Something decided to dig around in the beets, carrots and onions, then gave the cauliflower a toss for good measure. Whatever it was, it only attacked corners of each crop but it pretty much killed those corners. I hesitate to blame the family of raccoons living in the barn because they are so cute, but I can’t think of what else would selectively (except for the cauliflower) go after plants with tasty roots. I could blame the squirrels (unpleasant little creatures) but I don’t know if squirrels eat beets and carrots.
One positive to come out of the wreckage is that I determined there are (or were) some onions growing. To prevent further destruction, I put the netting back up around the root crops. This time I installed it vertically.
On the bright side, the zucchini are coming right along. There are already at least three squash visible. This one is just about ready to eat:
I can’t tell if the Chiriman is doing anything other than growing leaves. These little buds at the heart of this plant look promising but maybe I’m being overly optimistic.
I have been so anxious to see more lettuce growing that I lost track of the forest, so to speak. The lettuce I have is coming along very well.
In light of the damage to the main cauliflower bed (really they only demolished the row that I had thinned, so the best row but not all of the cauliflower), it is reassuring to see these transplants coming along.
The peas seem to appreciate the weeding I did. I left that thing in the foreground because it is not yet encroaching on the peas and I don’t know what it is. I’m curious to see what it does, as it did not grow in any of the other beds.
The melons continue to demonstrate the drawbacks of a deep planter.

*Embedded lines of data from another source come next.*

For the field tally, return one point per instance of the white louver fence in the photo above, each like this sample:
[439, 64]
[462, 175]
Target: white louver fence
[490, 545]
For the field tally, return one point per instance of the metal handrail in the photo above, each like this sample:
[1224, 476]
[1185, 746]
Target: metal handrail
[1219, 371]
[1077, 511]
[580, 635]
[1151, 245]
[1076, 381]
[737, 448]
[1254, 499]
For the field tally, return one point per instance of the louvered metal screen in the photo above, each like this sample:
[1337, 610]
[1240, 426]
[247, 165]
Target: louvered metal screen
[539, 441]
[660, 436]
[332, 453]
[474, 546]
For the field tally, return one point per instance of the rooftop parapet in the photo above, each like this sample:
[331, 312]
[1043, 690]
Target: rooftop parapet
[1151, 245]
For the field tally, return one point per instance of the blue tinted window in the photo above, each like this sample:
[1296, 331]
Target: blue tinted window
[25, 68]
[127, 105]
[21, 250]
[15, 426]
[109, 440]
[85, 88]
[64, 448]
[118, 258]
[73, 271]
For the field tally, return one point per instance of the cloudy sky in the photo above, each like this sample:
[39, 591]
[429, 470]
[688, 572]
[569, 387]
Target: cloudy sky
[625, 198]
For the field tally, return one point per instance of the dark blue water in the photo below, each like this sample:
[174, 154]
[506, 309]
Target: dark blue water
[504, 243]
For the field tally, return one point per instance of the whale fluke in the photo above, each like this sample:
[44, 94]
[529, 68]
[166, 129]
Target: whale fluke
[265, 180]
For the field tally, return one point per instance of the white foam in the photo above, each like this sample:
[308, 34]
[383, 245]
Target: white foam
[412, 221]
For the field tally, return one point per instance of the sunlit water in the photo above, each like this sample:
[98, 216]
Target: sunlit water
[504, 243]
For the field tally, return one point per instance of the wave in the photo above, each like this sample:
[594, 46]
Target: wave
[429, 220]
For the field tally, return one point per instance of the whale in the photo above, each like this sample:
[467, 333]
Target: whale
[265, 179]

I think that last melon is about five inches long. I did not want to pick it up for fear of disturbing it. The melons in the deep planter are coming along much more slowly, despite having been transplanted a few days earlier than those in the shallow planter, and despite having a drip system dedicated to them. The plants in the shallow planter get by on overspray from the flower bed (45 minutes twice a day). I might wonder if the slower group is getting too much water (45 minutes of drip twice a day plus some extra overspray from the flower bed) but I know melons are notorious water hogs.